Marantz himself doesn't lionize Spartz, but he does quote a half a dozen others who do. And maybe Spartz's fans have a point. The entrepreneur tells the magazine his sites bring in sixty million pageviews a month; judging by Quantcast's numbers for alone, there's little reason to doubt him. It's all too tempting for cynics to read Marantz's profile and weep for the current state of media, which allows a rehash of that year-old Batkid story -- written so carelessly that it mistakenly refers to The Riddler as The Joker -- to attract more pageviews than a rigorously-reported feature on poverty.

But there's another school of thought, one that fans of smart analysis and lively storytelling can latch onto as we head into 2015 -- that "viral content" is not some inevitable nightmarish future of media, but simply an isolated genre that's a much weaker business than many think.

One of the earliest people to argue this point is a guy who knows a thing or two about fast, cheap content: Bryan Goldberg. Writing at Pando a year ago, Goldberg cites two major reasons why investors shouldn't be too bullish on this space. First, building a business on the back of Facebook is a dangerous game. The network's algorithms are in constant flux -- all the sudden, Facebook could cease to prioritize lazy listicles in News Feeds and begin to promote more substantive stories. In fact, earlier this year, the company began to deemphasize "curiosity gap"-style headlines and other forms of "clickbait," which promise great riches beyond the click, only to provide a grainy video of a woman letting a dog inside, instead. Spartz is open about his sites' reliance on Facebook and admits, “I’m aware that [Facebook] might not be so generous forever.” That said, he doesn't provide a solution for when and if that generosity dries up.

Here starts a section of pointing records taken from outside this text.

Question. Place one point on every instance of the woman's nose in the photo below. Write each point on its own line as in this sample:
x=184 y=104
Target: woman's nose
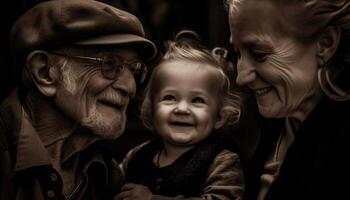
x=245 y=73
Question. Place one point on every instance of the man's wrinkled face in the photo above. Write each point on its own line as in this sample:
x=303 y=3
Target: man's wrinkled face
x=280 y=70
x=91 y=99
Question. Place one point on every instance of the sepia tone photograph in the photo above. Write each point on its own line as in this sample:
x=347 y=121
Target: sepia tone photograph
x=175 y=100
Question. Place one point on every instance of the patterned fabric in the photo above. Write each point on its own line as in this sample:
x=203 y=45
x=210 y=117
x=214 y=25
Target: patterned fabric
x=206 y=172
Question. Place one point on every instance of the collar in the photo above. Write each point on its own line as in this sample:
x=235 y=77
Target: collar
x=30 y=151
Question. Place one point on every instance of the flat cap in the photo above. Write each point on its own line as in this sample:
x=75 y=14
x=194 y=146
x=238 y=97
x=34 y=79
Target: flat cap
x=57 y=23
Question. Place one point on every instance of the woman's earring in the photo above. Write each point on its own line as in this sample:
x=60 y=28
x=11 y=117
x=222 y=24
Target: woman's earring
x=329 y=87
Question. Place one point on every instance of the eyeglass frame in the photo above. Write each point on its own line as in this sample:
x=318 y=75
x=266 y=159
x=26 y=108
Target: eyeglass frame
x=102 y=60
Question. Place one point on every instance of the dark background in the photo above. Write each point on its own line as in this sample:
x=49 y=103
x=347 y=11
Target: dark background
x=162 y=19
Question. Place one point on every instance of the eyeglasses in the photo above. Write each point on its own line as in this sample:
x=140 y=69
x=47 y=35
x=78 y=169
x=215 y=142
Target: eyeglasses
x=112 y=66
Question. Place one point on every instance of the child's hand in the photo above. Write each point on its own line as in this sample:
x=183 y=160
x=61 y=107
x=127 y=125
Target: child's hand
x=134 y=192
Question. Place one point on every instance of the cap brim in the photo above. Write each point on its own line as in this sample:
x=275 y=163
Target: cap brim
x=145 y=48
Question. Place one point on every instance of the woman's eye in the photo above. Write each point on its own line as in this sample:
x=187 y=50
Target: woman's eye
x=168 y=98
x=198 y=100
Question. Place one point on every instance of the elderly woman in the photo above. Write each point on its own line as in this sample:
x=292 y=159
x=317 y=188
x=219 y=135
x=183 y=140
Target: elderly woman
x=295 y=56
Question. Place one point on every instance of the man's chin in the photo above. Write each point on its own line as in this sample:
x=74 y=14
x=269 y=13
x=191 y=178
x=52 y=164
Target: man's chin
x=108 y=133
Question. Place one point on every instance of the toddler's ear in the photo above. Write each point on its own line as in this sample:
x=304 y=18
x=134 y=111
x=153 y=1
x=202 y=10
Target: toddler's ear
x=227 y=115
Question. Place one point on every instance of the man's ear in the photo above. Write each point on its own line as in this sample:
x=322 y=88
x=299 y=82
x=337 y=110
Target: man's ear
x=227 y=115
x=37 y=64
x=327 y=44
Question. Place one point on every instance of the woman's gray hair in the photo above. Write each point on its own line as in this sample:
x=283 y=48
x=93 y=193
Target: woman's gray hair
x=308 y=20
x=186 y=46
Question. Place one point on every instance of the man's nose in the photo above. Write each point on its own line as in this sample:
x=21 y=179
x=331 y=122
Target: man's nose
x=182 y=108
x=125 y=83
x=245 y=73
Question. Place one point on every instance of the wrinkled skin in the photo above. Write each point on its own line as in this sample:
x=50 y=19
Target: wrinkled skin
x=92 y=100
x=281 y=70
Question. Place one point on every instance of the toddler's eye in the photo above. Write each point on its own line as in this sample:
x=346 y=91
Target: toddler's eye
x=168 y=98
x=198 y=100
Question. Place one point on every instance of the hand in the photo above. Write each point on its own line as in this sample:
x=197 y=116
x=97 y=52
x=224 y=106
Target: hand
x=131 y=191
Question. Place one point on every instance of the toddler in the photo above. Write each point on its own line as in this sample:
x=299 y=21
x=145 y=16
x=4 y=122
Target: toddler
x=188 y=98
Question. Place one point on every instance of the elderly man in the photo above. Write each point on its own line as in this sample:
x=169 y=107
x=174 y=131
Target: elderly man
x=81 y=61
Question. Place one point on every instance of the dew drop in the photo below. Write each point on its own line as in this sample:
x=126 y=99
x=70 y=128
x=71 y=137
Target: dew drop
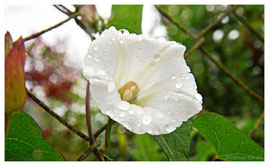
x=170 y=127
x=161 y=39
x=166 y=97
x=198 y=97
x=101 y=72
x=139 y=110
x=122 y=114
x=110 y=86
x=131 y=112
x=96 y=59
x=123 y=105
x=178 y=85
x=146 y=119
x=95 y=48
x=160 y=115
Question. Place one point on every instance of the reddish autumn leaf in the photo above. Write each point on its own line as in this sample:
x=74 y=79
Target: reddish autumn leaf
x=8 y=43
x=15 y=92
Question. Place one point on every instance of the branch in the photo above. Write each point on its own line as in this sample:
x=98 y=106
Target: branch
x=258 y=123
x=96 y=144
x=99 y=131
x=61 y=120
x=197 y=45
x=217 y=21
x=219 y=64
x=88 y=121
x=35 y=35
x=83 y=26
x=248 y=26
x=88 y=113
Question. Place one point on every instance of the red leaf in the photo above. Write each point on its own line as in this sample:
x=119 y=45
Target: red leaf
x=8 y=43
x=15 y=91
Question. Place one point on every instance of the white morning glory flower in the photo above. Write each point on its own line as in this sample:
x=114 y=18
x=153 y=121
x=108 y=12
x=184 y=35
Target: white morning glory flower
x=142 y=83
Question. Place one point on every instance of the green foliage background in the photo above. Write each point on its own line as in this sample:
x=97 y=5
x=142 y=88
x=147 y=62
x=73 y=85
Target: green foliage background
x=244 y=57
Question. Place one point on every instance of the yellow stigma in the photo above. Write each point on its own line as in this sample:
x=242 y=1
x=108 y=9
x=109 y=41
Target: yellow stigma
x=129 y=91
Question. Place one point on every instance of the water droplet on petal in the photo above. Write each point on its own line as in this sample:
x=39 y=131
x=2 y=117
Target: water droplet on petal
x=146 y=119
x=139 y=110
x=131 y=112
x=161 y=39
x=101 y=72
x=110 y=86
x=96 y=59
x=198 y=97
x=178 y=85
x=170 y=127
x=166 y=97
x=123 y=105
x=95 y=48
x=122 y=114
x=160 y=115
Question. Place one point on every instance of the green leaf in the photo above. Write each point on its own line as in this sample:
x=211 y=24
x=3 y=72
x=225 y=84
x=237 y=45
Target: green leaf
x=230 y=142
x=126 y=17
x=15 y=91
x=204 y=150
x=176 y=145
x=146 y=149
x=25 y=141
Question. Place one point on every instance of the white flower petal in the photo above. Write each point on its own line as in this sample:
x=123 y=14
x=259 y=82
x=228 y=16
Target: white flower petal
x=167 y=90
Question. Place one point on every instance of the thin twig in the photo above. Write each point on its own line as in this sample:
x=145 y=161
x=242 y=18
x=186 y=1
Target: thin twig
x=88 y=113
x=248 y=26
x=258 y=123
x=217 y=21
x=64 y=122
x=88 y=121
x=96 y=144
x=219 y=64
x=79 y=23
x=197 y=44
x=35 y=35
x=63 y=9
x=229 y=74
x=99 y=131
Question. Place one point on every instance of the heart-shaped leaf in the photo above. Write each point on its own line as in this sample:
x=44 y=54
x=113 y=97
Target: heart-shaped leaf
x=230 y=142
x=176 y=145
x=25 y=141
x=15 y=92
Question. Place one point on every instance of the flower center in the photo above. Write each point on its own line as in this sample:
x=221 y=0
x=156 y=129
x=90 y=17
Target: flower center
x=129 y=91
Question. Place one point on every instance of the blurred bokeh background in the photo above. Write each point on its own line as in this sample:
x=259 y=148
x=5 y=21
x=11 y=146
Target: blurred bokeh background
x=53 y=73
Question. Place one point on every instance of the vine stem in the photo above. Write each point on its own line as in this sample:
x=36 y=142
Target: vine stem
x=35 y=35
x=89 y=150
x=55 y=115
x=213 y=59
x=88 y=121
x=258 y=123
x=88 y=113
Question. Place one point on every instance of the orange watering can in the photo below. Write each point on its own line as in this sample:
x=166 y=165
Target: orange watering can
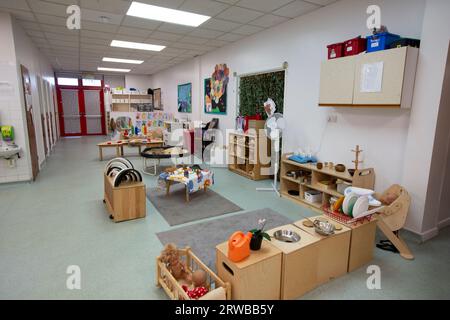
x=239 y=246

Frankly, I'm doubtful that Facebook will ever really put these viral contents sites out to pasture. The kind of light, clickable, and shareable content they offer leaves users always coming back to Facebook for more. Goldberg's second big point, however, is far more important. Although these sites seek to collect vast amounts of data on their visitors, when it comes to all-purpose viral content farms, advertisers often don't know who they've reached until it's too late:

The problem for sites that depend upon viral traffic is that they have no idea who is going to come to their website one month to the next. This month, an article about adorable cats might go viral, bringing middle-age women to the site. Next month, an article about half-naked Miley Cyrus might go viral, bringing teenage boys to the site. And when a single article often drives 30 percent of a given month’s visitors, it can lead to massive demographic swings.

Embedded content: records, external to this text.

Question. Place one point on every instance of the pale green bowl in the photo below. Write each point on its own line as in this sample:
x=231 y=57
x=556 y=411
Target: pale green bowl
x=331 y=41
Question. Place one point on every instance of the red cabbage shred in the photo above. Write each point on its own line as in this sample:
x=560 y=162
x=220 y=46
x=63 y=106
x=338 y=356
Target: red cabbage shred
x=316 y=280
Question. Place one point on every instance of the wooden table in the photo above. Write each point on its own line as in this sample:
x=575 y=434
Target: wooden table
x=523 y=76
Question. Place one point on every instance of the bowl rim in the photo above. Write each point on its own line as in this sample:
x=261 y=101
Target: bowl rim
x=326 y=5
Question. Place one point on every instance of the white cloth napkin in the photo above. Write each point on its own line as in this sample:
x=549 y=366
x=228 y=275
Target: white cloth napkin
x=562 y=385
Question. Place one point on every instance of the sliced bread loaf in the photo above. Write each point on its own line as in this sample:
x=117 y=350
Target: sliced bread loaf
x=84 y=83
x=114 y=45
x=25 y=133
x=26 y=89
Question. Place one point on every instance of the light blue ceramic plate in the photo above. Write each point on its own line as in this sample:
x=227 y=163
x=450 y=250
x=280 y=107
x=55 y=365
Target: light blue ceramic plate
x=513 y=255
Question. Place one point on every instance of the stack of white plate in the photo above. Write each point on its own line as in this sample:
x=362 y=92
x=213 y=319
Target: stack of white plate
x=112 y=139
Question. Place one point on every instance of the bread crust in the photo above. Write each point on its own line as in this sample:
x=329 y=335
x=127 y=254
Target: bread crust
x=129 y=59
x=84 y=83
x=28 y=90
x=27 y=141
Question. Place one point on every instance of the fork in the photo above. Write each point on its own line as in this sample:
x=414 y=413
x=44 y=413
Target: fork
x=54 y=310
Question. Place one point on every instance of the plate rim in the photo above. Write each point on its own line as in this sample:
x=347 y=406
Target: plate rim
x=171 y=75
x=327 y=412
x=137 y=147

How can a web property build deep and meaningful relationships with brands over the course of many years, when their own audience has no consistency? Goldberg contrasts these sites with the Verge, which day in and day out attracts tech-savvy twenty- and thirty-somethings with disposable income -- an extremely valuable demographic. The Verge may not have as many readers as the most popular viral mills, but each reader is worth far more. If we put these sites on a matrix measuring reach against engagement, Dose's reach would be huge, but its readers wouldn't be very engaged. Meanwhile, Verge's reach is solid, but its engagement is also deep. Goldberg predicts that brands -- and like it or not, they are the ones paying all of our salaries -- will ultimately prefer to target a smaller number of readers who are deeply engaged and, most importantly, have deep pockets.

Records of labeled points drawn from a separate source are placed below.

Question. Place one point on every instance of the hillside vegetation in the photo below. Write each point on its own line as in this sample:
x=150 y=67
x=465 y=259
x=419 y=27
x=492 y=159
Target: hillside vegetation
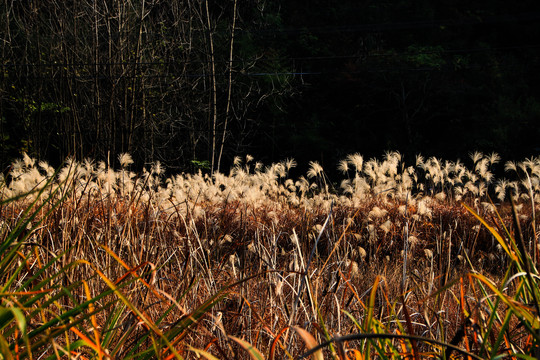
x=430 y=259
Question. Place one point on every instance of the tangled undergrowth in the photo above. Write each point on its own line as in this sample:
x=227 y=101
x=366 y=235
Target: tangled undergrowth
x=395 y=263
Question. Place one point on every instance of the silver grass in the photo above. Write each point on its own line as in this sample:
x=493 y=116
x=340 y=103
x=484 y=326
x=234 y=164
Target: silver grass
x=315 y=170
x=343 y=166
x=476 y=156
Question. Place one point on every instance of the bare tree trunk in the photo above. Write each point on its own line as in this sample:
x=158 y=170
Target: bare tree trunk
x=229 y=90
x=214 y=89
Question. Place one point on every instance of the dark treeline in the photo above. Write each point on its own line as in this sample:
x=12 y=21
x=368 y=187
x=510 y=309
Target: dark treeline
x=194 y=83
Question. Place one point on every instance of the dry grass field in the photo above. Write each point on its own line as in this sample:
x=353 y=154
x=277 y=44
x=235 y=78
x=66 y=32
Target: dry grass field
x=424 y=260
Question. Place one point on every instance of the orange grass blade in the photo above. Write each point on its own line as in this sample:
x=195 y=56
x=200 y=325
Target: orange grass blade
x=253 y=352
x=276 y=341
x=310 y=342
x=493 y=232
x=93 y=320
x=202 y=353
x=90 y=343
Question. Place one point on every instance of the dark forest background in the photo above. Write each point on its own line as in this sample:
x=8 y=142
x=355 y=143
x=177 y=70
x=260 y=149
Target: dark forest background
x=194 y=83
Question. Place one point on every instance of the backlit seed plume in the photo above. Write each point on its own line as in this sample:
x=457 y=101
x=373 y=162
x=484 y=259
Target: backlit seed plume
x=314 y=169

I'll add one more big reason why sites like Dose and Distractify and Playbuzz will likely never compete with the Verges and VICEs of the world: Technology. Engagement aside, that latter group of sites offers technological tools and expertise that allow advertisers to create their own high-quality branded content -- content that is infinitely more persuasive than a banner ad or even a sponsored listicle.

That's not to say terrible viral sites like Spartz's are about to disappear, or that their traffic is about to fall off a cliff like some have predicted. I will say, however, that the business prospects of these sites is perhaps overplayed, particularly in features like Marantz's. And best of all, that leaves plenty of advertising money on the table for sites with a commitment to quality, not just "virality."